Back to school

Well, I say that but there’s currently no school as such for Jake.

He’s been home with us since January, and work and everything else has sort of fitted into place around him. He has needed a lot of time to reacclimatise so, before the summer, we weren’t running a full timetable and he has probably drawn about 4,000,000 books of his favourite fairy tales, but now, he is very relaxed and happy. With a bit of cajoling, we can get him out of the house every day and he will navigate a busy supermarket.

Ignore the wine in the background

Back in December, every morning involved him asking ‘is it not school?’ and if it was, depending on the morning, we would have screaming, crying, hitting, and kicking. Having then refused to eat any breakfast because he was crying or heaving so much, we might eventually cajole him into the car (with a few kicks of the car door on the way) where he’d sit in sad silence for the journey to school. As he recognised the turn up the hill to the school, he’d start shouting ‘NO SCHOOL!!’ until he was back to a crying and screaming mess by the time we pulled into the car park. Then we’d have to negotiate and make all sorts of promises to get him into the school yard. Towards the last few months before he finished, we would have to leave Jake in the playground as his teachers tried to get him into the building whilst he screamed and cried. When he got into the school day, he retreated into himself and was quiet all day. By the time he got home, having not eaten any lunch, he’d be like a rocket going off.
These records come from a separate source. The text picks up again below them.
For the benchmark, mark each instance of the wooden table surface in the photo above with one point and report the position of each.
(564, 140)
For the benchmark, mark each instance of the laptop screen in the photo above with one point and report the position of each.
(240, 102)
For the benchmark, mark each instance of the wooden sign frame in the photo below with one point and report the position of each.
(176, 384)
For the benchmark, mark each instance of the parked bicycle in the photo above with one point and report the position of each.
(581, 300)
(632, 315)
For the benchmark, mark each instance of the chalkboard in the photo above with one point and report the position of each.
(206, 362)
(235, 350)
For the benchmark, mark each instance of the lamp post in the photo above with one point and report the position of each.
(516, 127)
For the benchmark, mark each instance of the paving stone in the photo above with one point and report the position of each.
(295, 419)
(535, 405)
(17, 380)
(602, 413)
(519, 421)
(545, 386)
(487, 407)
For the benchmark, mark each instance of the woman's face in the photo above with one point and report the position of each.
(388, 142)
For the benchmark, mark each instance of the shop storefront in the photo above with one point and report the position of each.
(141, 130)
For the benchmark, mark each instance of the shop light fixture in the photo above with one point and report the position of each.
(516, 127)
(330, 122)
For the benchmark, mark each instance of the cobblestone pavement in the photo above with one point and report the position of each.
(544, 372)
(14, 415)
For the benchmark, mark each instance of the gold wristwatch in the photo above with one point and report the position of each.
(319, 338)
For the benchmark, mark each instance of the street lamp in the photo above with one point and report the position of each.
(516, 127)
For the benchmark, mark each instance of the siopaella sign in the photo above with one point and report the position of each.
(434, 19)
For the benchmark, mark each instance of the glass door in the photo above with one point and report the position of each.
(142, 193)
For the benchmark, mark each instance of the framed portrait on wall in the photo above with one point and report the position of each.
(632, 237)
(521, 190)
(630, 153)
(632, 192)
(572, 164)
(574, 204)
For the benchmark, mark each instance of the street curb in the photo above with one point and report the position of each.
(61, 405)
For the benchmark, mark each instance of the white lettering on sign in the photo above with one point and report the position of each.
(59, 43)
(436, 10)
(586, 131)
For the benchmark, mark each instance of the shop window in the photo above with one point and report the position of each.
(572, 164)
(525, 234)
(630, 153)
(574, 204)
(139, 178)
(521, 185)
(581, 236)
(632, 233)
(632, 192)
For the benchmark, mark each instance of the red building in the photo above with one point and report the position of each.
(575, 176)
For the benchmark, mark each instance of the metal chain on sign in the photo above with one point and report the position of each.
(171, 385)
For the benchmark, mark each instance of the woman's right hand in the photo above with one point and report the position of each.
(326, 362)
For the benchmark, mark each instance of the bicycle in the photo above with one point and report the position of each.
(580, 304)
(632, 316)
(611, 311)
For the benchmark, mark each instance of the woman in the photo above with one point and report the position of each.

So, here we are, back in September and the imminent start of school (Jake should be starting in a new high school next week) has passed us by.

We eventually had a Zoom meeting with the local authority who want him back in a school setting. We have appealed that he needs an alternative provision right now, based here but getting a few tutors in for an hour or two so he will get used to someone else and not so attached to us full-time.

We are waiting to see what happens next but it’s likely that the LA will propose another school and we will appeal again, eventually getting to a tribunal where we will have to fight our case about why we don’t think that a traditional school will fit with Jake at the moment.

Like most other parents of SEN kids, we have fought and pushed for Jake since he was tiny (and I definitely use the royal ‘we’ here, because Sally should have been a barrister – or serial killer – in another life). So we shall see what happens when his new school realise that he hasn’t shown up this week.

But, in brighter news, he is happy and he’s loving being at home. He has one school friend that he clicked with, and we see him occasionally for the cinema or trampolining. We have a big family so Jake sees his cousins regularly and avoids becoming a complete hermit.

And we do Waterstones, supermarkets and regular walks. He loves searching around in the props room of our local theatre and feels very comfortable there. We’re baking together and, even though I have now been reading the same book to him EVERY NIGHT since November, he goes to sleep a happy boy.